その訴えは、いまよりいっそう必要なメッセージだと感じ、ここに当時のインタビューを掲載いたします。

 

【戦争特集】元自民党幹事長・野中広務さんに聞く

――野中さんの戦争体験を聞かせてください。

 僕は1925年生まれですから、国がだんだんと戦争へと向かい、実際に戦争が始まり、終戦を迎えるところまでを見てきた世代です。実際に私も戦争へ行って見事な戦死をとげるのが男子の本懐だと教え込まれ、自分でもそう思いこんでいました。そして、1945年の3月には召集令状も来ていました。

 戦争というのは突然、始まるものではありませんが、いったん戦争が始まると、これは本当に恐ろしく、むごたらしい事態になります。
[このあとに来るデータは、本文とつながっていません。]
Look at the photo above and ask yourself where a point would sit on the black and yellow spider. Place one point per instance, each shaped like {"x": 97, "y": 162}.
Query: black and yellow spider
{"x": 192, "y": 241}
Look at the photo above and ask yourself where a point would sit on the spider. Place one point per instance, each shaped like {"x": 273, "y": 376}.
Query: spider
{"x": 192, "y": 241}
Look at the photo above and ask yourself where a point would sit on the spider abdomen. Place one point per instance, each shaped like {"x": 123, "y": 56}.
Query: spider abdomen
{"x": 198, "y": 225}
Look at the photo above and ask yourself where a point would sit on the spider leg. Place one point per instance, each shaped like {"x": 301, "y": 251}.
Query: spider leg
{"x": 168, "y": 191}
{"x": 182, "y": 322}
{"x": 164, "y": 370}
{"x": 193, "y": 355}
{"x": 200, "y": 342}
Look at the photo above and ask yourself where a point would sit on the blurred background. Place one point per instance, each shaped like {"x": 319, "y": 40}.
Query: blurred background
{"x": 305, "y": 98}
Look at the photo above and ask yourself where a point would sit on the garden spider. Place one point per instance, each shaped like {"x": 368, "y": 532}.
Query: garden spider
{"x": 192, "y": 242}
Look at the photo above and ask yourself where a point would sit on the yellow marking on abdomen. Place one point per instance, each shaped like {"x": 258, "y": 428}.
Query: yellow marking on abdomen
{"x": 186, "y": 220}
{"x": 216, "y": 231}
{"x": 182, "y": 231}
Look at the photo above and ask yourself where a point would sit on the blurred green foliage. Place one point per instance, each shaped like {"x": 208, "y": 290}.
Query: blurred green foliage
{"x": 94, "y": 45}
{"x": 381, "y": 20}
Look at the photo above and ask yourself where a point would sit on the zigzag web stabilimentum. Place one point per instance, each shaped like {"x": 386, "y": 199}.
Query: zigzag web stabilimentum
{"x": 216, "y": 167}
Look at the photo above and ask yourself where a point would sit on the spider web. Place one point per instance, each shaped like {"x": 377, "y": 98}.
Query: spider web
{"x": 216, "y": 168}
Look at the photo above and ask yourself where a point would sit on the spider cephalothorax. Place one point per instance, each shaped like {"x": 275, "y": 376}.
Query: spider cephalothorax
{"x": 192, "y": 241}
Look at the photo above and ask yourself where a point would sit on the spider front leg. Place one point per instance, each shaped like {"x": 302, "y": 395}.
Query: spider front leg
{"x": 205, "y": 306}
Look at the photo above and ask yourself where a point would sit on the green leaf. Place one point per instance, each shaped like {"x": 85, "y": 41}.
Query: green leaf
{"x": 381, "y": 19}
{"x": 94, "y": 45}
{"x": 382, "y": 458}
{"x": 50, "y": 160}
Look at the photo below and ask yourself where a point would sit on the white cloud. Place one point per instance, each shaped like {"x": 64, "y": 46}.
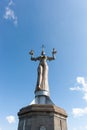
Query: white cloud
{"x": 77, "y": 112}
{"x": 10, "y": 119}
{"x": 81, "y": 86}
{"x": 10, "y": 14}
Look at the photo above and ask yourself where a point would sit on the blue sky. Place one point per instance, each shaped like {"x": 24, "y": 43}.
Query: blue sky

人が人を平気で殺してしまう。軍人だけでなく一般市民までをも巻き込んだ被害が起きるのです。

 先日、3月10日は東京大空襲の日でした。米軍からの爆撃によって東京が焼け野原になった日です。いまの東京を見ても、それを想像できないでしょう。思い出す人も少ないかもしれません。ましてや広島や長崎の原爆被害、そのすさまじい状況を想像するのは難しいことでしょう。
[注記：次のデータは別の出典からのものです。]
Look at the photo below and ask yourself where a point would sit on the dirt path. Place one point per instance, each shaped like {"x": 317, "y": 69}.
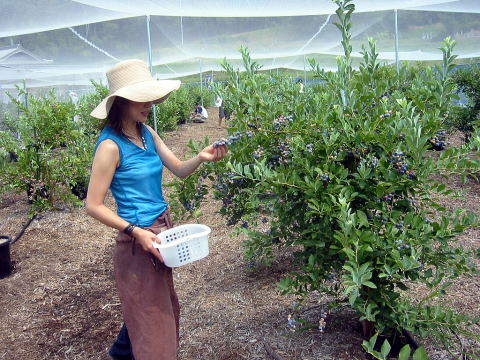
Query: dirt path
{"x": 60, "y": 302}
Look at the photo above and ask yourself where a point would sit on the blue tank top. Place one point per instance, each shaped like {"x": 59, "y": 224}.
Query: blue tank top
{"x": 137, "y": 182}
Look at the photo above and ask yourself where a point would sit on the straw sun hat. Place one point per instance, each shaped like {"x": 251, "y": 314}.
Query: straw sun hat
{"x": 132, "y": 80}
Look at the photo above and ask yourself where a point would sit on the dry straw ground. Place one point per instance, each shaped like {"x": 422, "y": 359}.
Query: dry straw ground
{"x": 60, "y": 301}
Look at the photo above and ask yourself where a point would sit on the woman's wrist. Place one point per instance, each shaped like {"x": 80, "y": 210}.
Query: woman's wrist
{"x": 200, "y": 160}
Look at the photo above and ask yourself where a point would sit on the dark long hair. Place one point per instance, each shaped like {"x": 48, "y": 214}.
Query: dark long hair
{"x": 114, "y": 118}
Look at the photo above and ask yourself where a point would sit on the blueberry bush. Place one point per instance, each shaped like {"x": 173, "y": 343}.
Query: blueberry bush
{"x": 50, "y": 154}
{"x": 346, "y": 175}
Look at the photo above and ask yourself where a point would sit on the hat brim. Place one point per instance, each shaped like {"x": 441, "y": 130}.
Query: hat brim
{"x": 145, "y": 91}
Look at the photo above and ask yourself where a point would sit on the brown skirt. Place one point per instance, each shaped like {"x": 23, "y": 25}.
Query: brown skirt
{"x": 149, "y": 303}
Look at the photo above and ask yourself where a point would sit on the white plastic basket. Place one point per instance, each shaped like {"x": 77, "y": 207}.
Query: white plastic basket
{"x": 183, "y": 244}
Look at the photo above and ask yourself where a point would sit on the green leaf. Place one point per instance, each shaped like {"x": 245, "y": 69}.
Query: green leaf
{"x": 404, "y": 353}
{"x": 370, "y": 284}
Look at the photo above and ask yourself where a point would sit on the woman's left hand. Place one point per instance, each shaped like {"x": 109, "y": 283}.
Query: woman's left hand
{"x": 211, "y": 153}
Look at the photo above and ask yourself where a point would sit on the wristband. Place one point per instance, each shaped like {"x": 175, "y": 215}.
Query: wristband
{"x": 129, "y": 229}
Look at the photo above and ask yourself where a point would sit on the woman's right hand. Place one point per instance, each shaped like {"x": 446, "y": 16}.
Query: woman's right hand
{"x": 146, "y": 239}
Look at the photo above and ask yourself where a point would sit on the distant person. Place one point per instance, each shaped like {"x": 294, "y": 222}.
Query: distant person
{"x": 200, "y": 114}
{"x": 221, "y": 110}
{"x": 129, "y": 159}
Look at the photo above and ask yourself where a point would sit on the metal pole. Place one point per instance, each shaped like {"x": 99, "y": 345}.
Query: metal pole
{"x": 150, "y": 65}
{"x": 396, "y": 42}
――「日本が戦争へ向かっている」と言われますが、野中さんはどう見られていますか?

 神奈川県の座間には「キャンプ座間」と呼ばれる米軍の陸軍基地があります。キャンプ座間の一部には陸上自衛隊も駐屯しています。現在、この座間にワシントンの米軍の陸軍第一司令部がやってきて、それに伴い、自衛隊の司令部も集結すると言われています。これは深刻な問題です。かつて日本は中国大陸を侵略しようとしたとき、朝鮮半島の上部に満州国をつくり、東京にあった関東軍司令部を満州国に移した歴史とダブるからです。
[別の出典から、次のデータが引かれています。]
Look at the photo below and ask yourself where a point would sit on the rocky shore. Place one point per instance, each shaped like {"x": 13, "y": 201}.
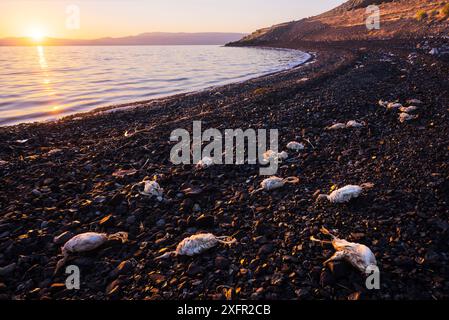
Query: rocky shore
{"x": 57, "y": 180}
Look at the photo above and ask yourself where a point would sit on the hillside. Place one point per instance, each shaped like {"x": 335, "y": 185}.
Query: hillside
{"x": 399, "y": 19}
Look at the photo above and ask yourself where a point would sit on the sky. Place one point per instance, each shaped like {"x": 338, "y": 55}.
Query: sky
{"x": 89, "y": 19}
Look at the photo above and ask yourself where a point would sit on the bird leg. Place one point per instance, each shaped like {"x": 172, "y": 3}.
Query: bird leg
{"x": 338, "y": 256}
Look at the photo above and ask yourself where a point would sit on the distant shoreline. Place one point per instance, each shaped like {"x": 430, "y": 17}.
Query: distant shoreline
{"x": 59, "y": 177}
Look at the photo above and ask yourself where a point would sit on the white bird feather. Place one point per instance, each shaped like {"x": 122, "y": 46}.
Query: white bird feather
{"x": 358, "y": 255}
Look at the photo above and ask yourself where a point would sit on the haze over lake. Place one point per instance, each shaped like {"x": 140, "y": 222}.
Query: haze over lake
{"x": 45, "y": 83}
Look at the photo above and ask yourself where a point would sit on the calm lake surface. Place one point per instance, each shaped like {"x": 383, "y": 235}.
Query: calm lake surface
{"x": 46, "y": 83}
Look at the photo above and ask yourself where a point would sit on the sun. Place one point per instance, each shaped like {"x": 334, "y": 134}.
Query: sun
{"x": 37, "y": 35}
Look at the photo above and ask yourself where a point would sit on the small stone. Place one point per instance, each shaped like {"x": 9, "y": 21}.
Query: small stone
{"x": 222, "y": 262}
{"x": 205, "y": 221}
{"x": 7, "y": 270}
{"x": 266, "y": 249}
{"x": 63, "y": 238}
{"x": 160, "y": 223}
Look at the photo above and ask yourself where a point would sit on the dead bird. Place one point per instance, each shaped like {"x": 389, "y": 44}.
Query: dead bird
{"x": 355, "y": 124}
{"x": 85, "y": 242}
{"x": 414, "y": 101}
{"x": 273, "y": 155}
{"x": 404, "y": 117}
{"x": 274, "y": 183}
{"x": 204, "y": 163}
{"x": 394, "y": 105}
{"x": 408, "y": 109}
{"x": 336, "y": 126}
{"x": 345, "y": 194}
{"x": 358, "y": 255}
{"x": 197, "y": 244}
{"x": 295, "y": 146}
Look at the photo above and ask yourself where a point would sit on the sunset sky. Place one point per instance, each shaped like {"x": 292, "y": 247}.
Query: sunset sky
{"x": 101, "y": 18}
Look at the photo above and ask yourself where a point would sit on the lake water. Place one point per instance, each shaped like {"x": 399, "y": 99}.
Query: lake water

 満州国ができてどうなったのか。歴史をふり返れば、南京虐殺が起き、ベトナム、カンボジア、インドネシア、フィリピンへの侵略が始まったわけです。日本軍の内部では、フィリピンを攻めた際に「このまま戦争を続けていくのは無理だ」という趣旨の意見も持ち上がっていました。しかし、それがわかっていても、どうにも止められずに戦争を続けたわけです。

 こうした歴史的な背景があるにも関わらず、さきほどのキャンプ座間の「米軍再編」を日本は3兆円もの税金を使って進めようとしているのです。

 いま、政治家のほとんどが戦争を見ていません。質問にあるように、戦争へと国が刻一刻と向かっています。戦争への道にブレーキをかけられるのは、私たちの世代が、最後の砦でしょう。戦争が起これば、かならずその傷跡は後世まで残ります。私は死ぬ瞬間まで、戦争を止めるための努力を続けていきたいと思っています。

―― 一方で、今の若い人たちのことを野中さんはどう思っていらっしゃるでしょうか。フリーターやニートの問題が国会でも議論されています。

 規制緩和の「美名」のもとに、小泉純一郎元首相などが、アメリカの市場原理を導入して、アメリカ並みの規制緩和をしました。たしかに経済だけを見れば、好景気になったと言われますが、それはまやかしです。

 年金制度が崩れ、社会保険が潰され、医療や介護の負担が重くなっていく。大企業は人件費を抑えるためにリストラや早期退職を進め、派遣やパート社員を使うようになりました。正規雇用者と非正規雇用者では、生涯所得格差が3倍になっていると指摘されています。こうしたなかでフリーターやニートが増えました。

◎ 市場原理が心を破壊

 戦後教育のせいだという指摘もありますが、そうではありません。強い者が勝ち、弱い者が負ける、という市場原理が、社会の大切なコミュニティを破壊し、家族を破壊し、子どもの心まで引き裂いていった。日本の心が破壊されたわけです。そういう一連の動きのなかにフリーターやニートの増加があります。

 ただ、福田総理になって、すこしずつ取り戻そうという動きがあります。それも、この間、アメリカを中心とする会社の株価がガタッと下がったため、日本の株も下がり、暗雲が立ちこめています。いまこそ、日本がどんな方向に進んでいくのか、グローバリゼーションの世界戦略のなかで日本の位置をどこに持っていくのか、国内の深刻な社会問題をどうすべきか、議論しなければなりません。しかし、残念ながらそういう全体的な視野の討議が国会ではまったくされていません。

――いまご指摘された「日本の心」とは何なのでしょうか?

 いまは水道をひねれば水が出ます。ガスをひねれば火が出ます。しかし、もともと、そうだったわけではありません。
 日本人は、何の道具もない時代から山に道をつけ木を植え“山”をつくってきました。川には井堰をつくり、ため池をつくり、さらには田んぼをつくり、水が貯まるような仕組みをつくってきました。

 すべては「水の道」をつくり、水害を抑えるためです。日本人は水の道を利用して、米をつくりました。米は何百年と同じ場所で穂を実らせても土が痩せない作物です。ここに飢餓と災害を同時に抑えるための知恵がつまっています。そして、春には豊作を祈る祭、秋には豊作を感謝する鎮守の祭をし、そこから日本の伝統芸能が発展しました。私たちは謙虚な気持ちで自然とともに生きてきた民族なんです。

 ところが、いま山は“無価値”にさせられてしまいました。プロパンガスによって薪を使わなくなり、誰も山に手を入れなくなりました。さらにアメリカの要求で建築基準法が変えられ、外材をどんどん入れ、外材についてきた新しい害虫が山を荒らしました。金になるから、という理由で針葉樹政策がとられましたが、針葉樹のスギやヒノキはしっかりとした根を張りません。すぐに大災害を引き起こすようになってしまいました。

 善し悪しではなく、これがこの国の培ってきた文化や風土です。それはよくみなさんにも知っておいてほしいことです。

――先ほどから一貫して「弱者への視線」を感じますが、野中さんの視線の源にはなにがあるのでしょうか?

 僕は条件が揃っているんです。まず、被差別部落と言われる地域の育ちですし、戦争中の思い出も大きいです。

 戦時中、家の近所に造兵廠(兵器工場)が疎開してきました。働いていたのは、ほとんどが朝鮮半島から来た人でした。この人たちが毎日、鞭で打たれて血みどろになりながら働いていました。隣町のマンガン鉱も同じような状況だったそうです。そういう姿をずっと見てきたからでしょう。

――最後に子どもや若者へメッセージをお願いします。

 やはり若いもんが、これからの時代を背負っていくんです。ひとつは年寄りに遠慮をしないことです。そして、この国を少しでも誇れるように、あきらめずに反骨精神を持ち、やっていってほしいと思います。